Special Reports

New chief justiceto study program

Bricks and mortar have always been a popular product among politicians, and brand-new courthouses deliver them from Frankfort back to lawmakers' and judges' home districts.

But Kentucky is now facing a severe budget crisis, and some lawmakers and citizens want to know whether a program to build new courthouses all over the state should outweigh cuts in education, social and judicial services.

Change might be coming. In a recent interview, the new chief justice of the Supreme Court, John D. Minton Jr., who has been in the job less than two months, says he needs to study the program more closely.

Minton recently put a hold on the new $30 million Franklin County judicial center because of concerns about whether it would make more sense and save money to adapt existing buildings rather than starting from scratch.

"We've had a big building era, but we're headed into an era of budget constraints," he said. "Whether we can continue to build courthouses in lean budget times is a matter for scrutiny."

Joseph E. Lambert, the previous chief justice, initiated a program to build new courthouses or renovate old ones across the state. In the past decade, $880 million has been allocated for courthouses.

Steve Royce, a member of Kentuckians for the Commonwealth, would welcome that scrutiny. He says he wants to make sure Kentucky's government is as focused on numerous cuts in services.

"Certainly, in terms of good government, they should be on the table alongside $800 million spent on new courthouses," he said.

For courthouse critics such as Rep. Jim Wayne, D-Louisville, the elephant in the room is that Kentucky has too many counties — only Texas and Georgia have more — and the courthouse building program exemplifies wasteful spending and duplication.

"Most legislators will admit the fact that we cannot afford the Balkanization of Kentucky the way we have it," he said. "They could be designing regional courthouses so we start taking steps toward regionalization of services, but that's a threat to local politicians, so they put pressure on the AOC" (Administrative Office of the Courts).

But both Lambert and Garlan VanHook, head of the AOC facilities, say there was never any discussion of shared justice centers.

"I could not make an intellectually honest case to give less to Robertson County than to Fayette County," Lambert said.

For anything to change, he added, the General Assembly would have to mandate regionalization of services. (Several such attempts have been made throughout the years, but none has ever succeeded.)

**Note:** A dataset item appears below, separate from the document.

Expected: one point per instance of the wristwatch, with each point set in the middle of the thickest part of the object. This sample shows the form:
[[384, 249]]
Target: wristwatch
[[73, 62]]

"As long as that's the law, I could think of no way in the world to regionalize court services," Lambert said. "I predict that will never happen."

Still, former governor and current state Sen. Julian Carroll, D-Frankfort, said he was pleasantly surprised by Minton's willingness to put the proposed Franklin County judicial center project on hold.

Carroll is representing a Franklin County group that wants to renovate the current courthouse rather than spend $30 million to build a new one in Frankfort's historic downtown.

"I think our former chief justice was a strong advocate of the separation of the three branches, and the stand-alone buildings give an identity" to the judicial branch, Carroll said.

But, Carroll said, the stand-alone identity may not be the most important thing right now.

"With state and county governments hurting so direly for funds," he said, "we've got to be more judicious in the use of our tax dollars."